Crystalline water intercalation into the Kitaev honeycomb cobaltate Na$_2$Co$_2$TeO$_6$

TL;DR

This study demonstrates water molecules can be intercalated into Na$_2$Co$_2$TeO$_6$, significantly altering its structure and magnetic properties, offering a new approach to engineer quantum magnets in layered transition metal oxides.

Contribution

It introduces water intercalation into Na$_2$Co$_2$TeO$_6$ as a novel method to modify its structure and magnetic behavior, expanding the toolkit for quantum magnet design.

Findings

Water intercalation increases interlayer spacing.

Magnetic transition at approximately 17.2 K observed.

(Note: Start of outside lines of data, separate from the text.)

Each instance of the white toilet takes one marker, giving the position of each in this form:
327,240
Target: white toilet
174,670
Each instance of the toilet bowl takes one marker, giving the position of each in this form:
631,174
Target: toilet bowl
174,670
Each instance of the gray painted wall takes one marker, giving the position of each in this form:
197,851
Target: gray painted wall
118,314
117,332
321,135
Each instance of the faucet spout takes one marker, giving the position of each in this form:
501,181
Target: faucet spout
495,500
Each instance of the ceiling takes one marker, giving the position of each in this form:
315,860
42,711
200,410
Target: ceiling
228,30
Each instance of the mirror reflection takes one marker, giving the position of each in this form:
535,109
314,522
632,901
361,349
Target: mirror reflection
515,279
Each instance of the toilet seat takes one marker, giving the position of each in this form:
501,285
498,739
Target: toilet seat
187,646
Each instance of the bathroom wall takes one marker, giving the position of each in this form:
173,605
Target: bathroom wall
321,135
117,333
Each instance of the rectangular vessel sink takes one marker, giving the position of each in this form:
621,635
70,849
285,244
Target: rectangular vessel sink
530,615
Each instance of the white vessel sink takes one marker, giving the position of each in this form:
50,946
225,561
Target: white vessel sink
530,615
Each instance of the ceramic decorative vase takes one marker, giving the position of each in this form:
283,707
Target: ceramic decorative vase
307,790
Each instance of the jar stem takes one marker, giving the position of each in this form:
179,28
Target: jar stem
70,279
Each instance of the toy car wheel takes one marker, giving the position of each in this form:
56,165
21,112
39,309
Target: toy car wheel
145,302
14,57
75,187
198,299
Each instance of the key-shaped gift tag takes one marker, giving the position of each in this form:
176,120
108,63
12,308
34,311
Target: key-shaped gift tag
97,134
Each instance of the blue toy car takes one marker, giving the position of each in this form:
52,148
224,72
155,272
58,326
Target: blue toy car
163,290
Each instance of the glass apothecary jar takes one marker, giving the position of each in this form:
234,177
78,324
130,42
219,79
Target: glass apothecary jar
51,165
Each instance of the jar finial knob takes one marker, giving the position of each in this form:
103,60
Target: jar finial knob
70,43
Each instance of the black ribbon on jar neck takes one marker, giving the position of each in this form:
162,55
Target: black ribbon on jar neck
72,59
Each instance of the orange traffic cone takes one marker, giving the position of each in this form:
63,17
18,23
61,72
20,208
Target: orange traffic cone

Water insertion preserves the $J_{eff} = 1/2$ pseudospin state.

Abstract

We herein report the successful intercalation of water molecules into the layered honeycomb lattice of Na$_2$Co$_2$TeO$_6$, a Kitaev-candidate compound, to obtain the hydrated phase Na$_2$Co$_2$TeO$_6$$\cdot$$y$H$_2$O ($y \sim$ 2.4). Fourier transform infrared spectroscopy, thermogravimetric analysis, differential scanning calorimetry, and Rietveld refinements indicate that crystalline water resides between the cobalt-based honeycomb layers. This insertion of neutral molecules significantly alters the crystal structure, increasing the interlayer spacing and modifying the local bonding environment. Magnetization measurements reveal an antiferromagnetic transition at $T_N \sim 17.2$ K, accompanied by a discernible weak ferromagnetic component. The application of moderate magnetic fields induces a spin-flop reorientation at $\mu_0H \sim 5.7$ T. The $\lambda$-type anomaly and long-range order persist up to 9 T, showing the reconfiguration of the ground state as opposed to its suppression. Heat-capacity analysis reveals the full $2R\ln2$ magnetic entropy expected for two $J_{\rm eff} = 1/2$ moments per formula unit, confirming the pseudospin description. These findings demonstrate that water intercalation is a robust strategy for tuning the magnetic properties of honeycomb lattice materials. Overall, this study highlights neutral-molecule insertion as a promising route toward the discovery and engineering of quantum magnets based on layered transition metal oxides.